I published by first NPM package yesterday!

It all started when I was pushing some commits to GitHub that other people had helped me on, but since I wasn’t creating the commit from a pull request, the Co-authored-by commit trailer wasn’t generated automatically.

In the case that you don’t know, the format for this trailer is:

Co-authored-by: [user full-name] <[user email]>

And neither of those attributes are easily found if you don’t already know them. You have to click through github profile pages, copy and pasting precariously.

So as a fun example I decided to make an app to do this for me. It had the following requirements:

  • Had to be easy, I just wanted to type in the github user name (e.g. neenjaw) and then get a string back (e.g. Co-authored-by: Tim Austin <tim@neenjaw.com>)
  • It had to be live, pulling the data from github using its rest-api interface
  • It had to be secure, not storing my github personal access token in plain text

From those, the most difficult one seemed to be the third – securely handling my github personal access token.

Loose Lips Sink Ships

A keychain is the perfect place for something like a personal access token and I do most (if not all) development in Ubuntu (either Ubuntu proper or WSL2 Ubuntu), so I knew about the libsecret interface for storing secrets using DBUS channels. I had never interacted with it before directly. It is relatively straight forward though. You can either use C-lang bindings, or instead you can use libsecret-tools to get a command-line tool to interact with it.

From there using secret-tool you can store a secret (echo "secret" | secret-tool store --label="your label" {attribute} {value}), retrieve a secret (secret-tool lookup {attribute} {value}), or clear it (secret-tool clear {attribute} {value}). So using nodejs, this is as easy as executing the command string in a child-precess and running each command:

const { exec } = require('child_process')

// Getting a secret from libsecret
exec(`secret-tool lookup {attribute} {value}`, (error, stdout, stderr) => {
  if (error) {
    // Handle the error
    return
  }
  if (stderr) {
    // Handle the stderr output
    return
  }

  // use the stdout output
})

This is a pretty standard nodejs pattern, an asynchronous function, taking a callback to then handle the result whenever the process should finish. They are pretty easy to use, but over time they produce a lot of complexity and deeply nested structures – a.k.a. Callback Hell. So just for fun I wanted to wrap this into a javascript Promise and then practice using ES7’s async/await:

// The `exec` call wrapped in a promise
const getSecretValue = (attribute, value) => {
  return new Promise((resolve, reject) => {
    exec(
      `secret-tool lookup ${attribute} ${value}`,
      (error, stdout, stderr) => {
        if (error) {
          return reject(error)
        }
        if (stderr) {
          return reject(stderr)
        }
        resolve(stdout.trim())
      }
    )
  })
}

It’s a bit deep to get into promises and async/await here, but suffice to say they are patterns of writing asynchronous in a top-down or function-chaining way.

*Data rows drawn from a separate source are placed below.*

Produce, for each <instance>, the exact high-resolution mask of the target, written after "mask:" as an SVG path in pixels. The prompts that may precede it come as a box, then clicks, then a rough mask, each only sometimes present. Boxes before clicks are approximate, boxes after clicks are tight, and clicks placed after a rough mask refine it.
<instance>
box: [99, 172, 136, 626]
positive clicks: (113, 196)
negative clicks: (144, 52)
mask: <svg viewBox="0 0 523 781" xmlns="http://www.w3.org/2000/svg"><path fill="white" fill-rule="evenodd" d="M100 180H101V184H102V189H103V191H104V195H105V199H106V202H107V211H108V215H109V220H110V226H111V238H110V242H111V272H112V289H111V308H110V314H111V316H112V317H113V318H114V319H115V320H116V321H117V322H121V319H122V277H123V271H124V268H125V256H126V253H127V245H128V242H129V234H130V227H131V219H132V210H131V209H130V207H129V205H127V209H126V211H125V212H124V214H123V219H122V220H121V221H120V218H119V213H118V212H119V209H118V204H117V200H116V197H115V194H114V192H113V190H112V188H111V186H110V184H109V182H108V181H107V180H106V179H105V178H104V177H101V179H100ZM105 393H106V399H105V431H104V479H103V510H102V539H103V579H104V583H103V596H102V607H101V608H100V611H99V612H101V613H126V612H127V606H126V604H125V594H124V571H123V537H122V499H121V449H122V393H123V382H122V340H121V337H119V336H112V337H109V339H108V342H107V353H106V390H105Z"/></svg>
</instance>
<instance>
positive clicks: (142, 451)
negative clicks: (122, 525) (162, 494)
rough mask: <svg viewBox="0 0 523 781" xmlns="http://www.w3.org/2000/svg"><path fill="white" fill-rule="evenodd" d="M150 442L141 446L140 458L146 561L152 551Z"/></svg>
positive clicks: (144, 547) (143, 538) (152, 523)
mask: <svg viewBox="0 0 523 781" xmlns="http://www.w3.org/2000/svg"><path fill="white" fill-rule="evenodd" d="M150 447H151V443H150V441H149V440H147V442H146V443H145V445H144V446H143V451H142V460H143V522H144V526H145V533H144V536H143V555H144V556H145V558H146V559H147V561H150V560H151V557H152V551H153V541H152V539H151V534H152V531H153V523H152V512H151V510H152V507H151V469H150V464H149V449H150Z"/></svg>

This function returns a promise which can then be used pretty easily:

getSecretValue('my-secret-app', 'token')
  .then((secretToken) => {
    // do something with it here
  })
  .catch((error) => {
    // handle the error here
  })

Now that we have a mechanism to safely handling my github personal access token, let’s get the information from GitHub!

Using Octokit

Github as several maintained packages to interact with its REST-api, and I just went with their @Octokit/rest npm package to do a basic GET request for the user’s information with token authentication.

const { Octokit } = require('@octokit/rest')

async function getCoauthorCommitTrailer(user) {
  const octo = new Octokit({ auth: token })

  const response = await octo.request(`/users/${user}`)
  const { name, email } = response.data
  return `Co-authored-by: ${name} <${email}>`
}

Neat! Super simple! But what if I want more than one user at once? Let’s amp it up with a higher order function!

async function getCoauthorCommitTrailers(...usernames) {
  const responses = await Promise.all(
    usernames.map((username) => oktokit.request(`/users/${username}`))
  )

  function toCommitTrailer(response) {
    const { name, email } = response.data
    return `Co-authored-by: ${name} <${email}>`
  }

  return responses.map(toCommitTrailer) // This returns the array in a promise
}

getCoauthorCommitTrailers(neenjaw, neenjaw_friend).then((trailers) =>
  trailers.forEach((trailer) => console.log(trailer))
)

Now we can get a bunch at once!

Wrapping it up

Putting that all together, I wrapped it in a little CLI script using the yargs npm package to parse command line options to set/unset/show the saved token. Updated my package.json file to include my global install script, then published it! Check out my npm package here: Give Credit Where Due

It was neat to put into practice things that I’ve seen done, but never implemented my self.

I really like that about programming – solving practical problems!